Quando ha ricevuto il copione, Hawkes aveva già una pila di importanti sceneggiature da leggere e selezionare. Tuttavia THE SESSIONS si distingueva dalle altre. “Sono rimasto conquistato dal copione”, dice Hawkes. “Era una storia bellissima, che racconta solo un breve periodo della vita di Mark O’Brien, ma molto intenso”.
Lewin era felice che Hawkes avesse accettato il ruolo. “Ecco un attore incredibile, pronto a mettersi alla prova per interpretare la fisicità di O’Brien nel modo più veritiero e rendere la performance il più autentica possibile. Con un attore del genere, iniziare è stato facile”, afferma il regista.

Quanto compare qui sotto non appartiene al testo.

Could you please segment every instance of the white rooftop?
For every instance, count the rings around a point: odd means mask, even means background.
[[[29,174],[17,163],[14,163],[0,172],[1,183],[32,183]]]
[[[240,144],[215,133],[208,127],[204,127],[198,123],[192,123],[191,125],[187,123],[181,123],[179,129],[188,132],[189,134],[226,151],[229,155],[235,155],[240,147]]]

I due si sono incontrati a Los Angeles e hanno pranzato insieme. “Ben mi ha affascinato quanto il suo meraviglioso copione”, racconta Hawkes. “E’ stato interessante parlare con lui. Ho subito chiesto a Ben se avesse considerato per la parte un attore disabile, e lui mi ha risposto che aveva speso molto tempo a fare audizioni, incontrando anche diversi attori disabili, alcuni dei quali hanno preso parte nel film in altri ruoli. Ma nessuna delle persone che aveva selezionato possedeva le qualità che stava cercando per la parte e per questo aveva considerato me. E sono felice che lo abbia fatto”.
“Quando ho letto per la prima volta l’articolo di Mark, pensavo che un attore disabile sarebbe stato più adatto per interpretare Mark. Volevo che la storia risultasse il più autentica possibile e questo mi sembrava il perfetto punto di partenza”, dice Lewin. “Ho inviato il copione a tre organizzazioni per disabili a New York, Los Angeles e San Francisco, ma senza alcun esito.

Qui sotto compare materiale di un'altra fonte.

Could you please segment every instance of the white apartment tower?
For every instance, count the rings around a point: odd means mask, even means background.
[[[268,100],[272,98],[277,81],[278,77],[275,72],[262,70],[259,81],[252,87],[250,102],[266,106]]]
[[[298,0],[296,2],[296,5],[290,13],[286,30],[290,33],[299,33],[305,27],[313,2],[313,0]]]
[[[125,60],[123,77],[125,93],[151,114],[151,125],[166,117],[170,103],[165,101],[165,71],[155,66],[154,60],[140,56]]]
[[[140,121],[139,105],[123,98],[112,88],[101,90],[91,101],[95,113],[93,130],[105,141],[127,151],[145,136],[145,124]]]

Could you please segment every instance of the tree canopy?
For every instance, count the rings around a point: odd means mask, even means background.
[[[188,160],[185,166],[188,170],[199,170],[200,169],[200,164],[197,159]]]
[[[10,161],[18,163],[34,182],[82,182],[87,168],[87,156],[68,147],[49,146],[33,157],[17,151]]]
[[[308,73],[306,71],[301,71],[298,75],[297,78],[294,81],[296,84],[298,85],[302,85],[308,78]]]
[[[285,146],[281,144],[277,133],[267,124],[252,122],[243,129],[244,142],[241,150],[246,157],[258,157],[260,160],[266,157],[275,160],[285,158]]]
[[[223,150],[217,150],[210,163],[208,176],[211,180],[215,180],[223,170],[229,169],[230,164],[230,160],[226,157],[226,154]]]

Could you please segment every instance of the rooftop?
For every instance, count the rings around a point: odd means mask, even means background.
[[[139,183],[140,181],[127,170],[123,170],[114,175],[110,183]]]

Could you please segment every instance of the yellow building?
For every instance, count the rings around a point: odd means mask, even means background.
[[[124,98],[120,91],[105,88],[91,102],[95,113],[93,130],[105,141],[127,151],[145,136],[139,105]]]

Fra loro abbiamo scritturato due eccellenti attori disabili, Jennifer Kumiyama e Tobias Forrest, per interpretare gli altri personaggi disabili che compaiono nel film. Hanno dei ruoli piuttosto importanti e vantano una solida esperienza recitativa nonché un grande ritmo comico. Lavorerei di nuovo con loro senza pensarci due volte”.
Dopo aver accettato il ruolo, Hawkes si è sottoposto ad un’intensa preparazione che è iniziata con la lettura delle poesie, degli articoli e dell’autobiografia di Mark, How I Became A Human Being, compreso il saggio su cui si basa il film, cercando di imparare a conoscere a fondo la personalità di O’Brien. “Ho iniziato a considerarlo sia uno scrittore che un combattente”, spiega. “Era un uomo con un profondo senso della giustizia, non solo nei confronti dei disabili ma del genere umano in generale. Voleva combattere una lotta giusta. Inoltre non amava compatirsi. E questo è stato un aspetto importante che ho cercato di far emergere nella mia interpretazione”.

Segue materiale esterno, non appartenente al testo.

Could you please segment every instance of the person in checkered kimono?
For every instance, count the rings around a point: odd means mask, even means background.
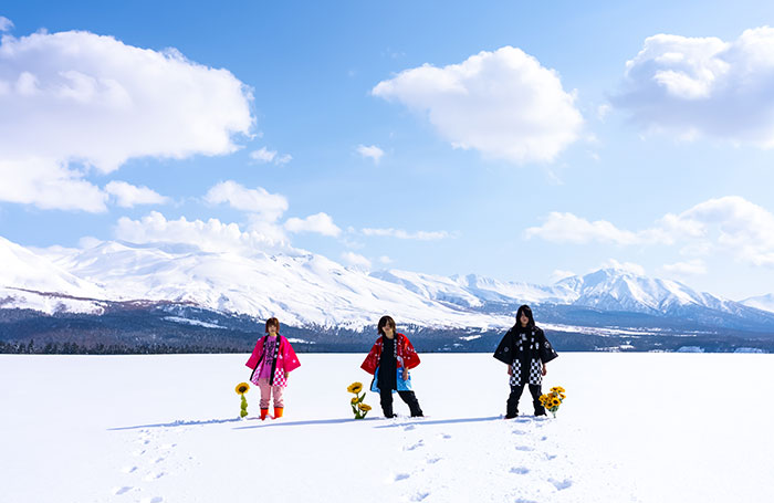
[[[261,389],[261,420],[269,416],[269,404],[274,397],[274,416],[282,417],[285,402],[282,394],[287,386],[287,375],[301,366],[290,340],[280,335],[280,321],[266,319],[266,335],[259,338],[250,359],[244,364],[252,368],[250,381]]]
[[[546,375],[546,364],[557,355],[543,331],[535,326],[529,305],[519,307],[516,324],[503,336],[494,357],[508,365],[511,376],[511,395],[505,404],[505,419],[519,416],[519,399],[524,386],[530,387],[535,416],[545,416],[545,408],[540,402],[541,385]]]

Hawkes già conosceva il documentario breve su O’Brien, nominato all’Oscar® nel 1996, dal titolo BREATHING LESSONS, di Jessica Yu: un film di 35 minuti in cui la cinepresa riprende O’Brien all’interno del suo polmone d’acciaio, che parla apertamente della vita, del sesso, del lavoro e della poesia. L’intonazione della particolare voce di O’Brien e le sue peculiarità sono diventate una risorsa incommensurabile. “Credo che se il documentario non fosse esistito, avrei senza dubbio interpretato Mark in modo diverso”, dice l’attore. “Ha rappresentato l’occasione di catturare la sua voce, la sua arguzia, la sua determinazione e le sue esperienze, e di comprendere il modo in cui il polmone d’acciaio ha modificato il suo modo di respirare”.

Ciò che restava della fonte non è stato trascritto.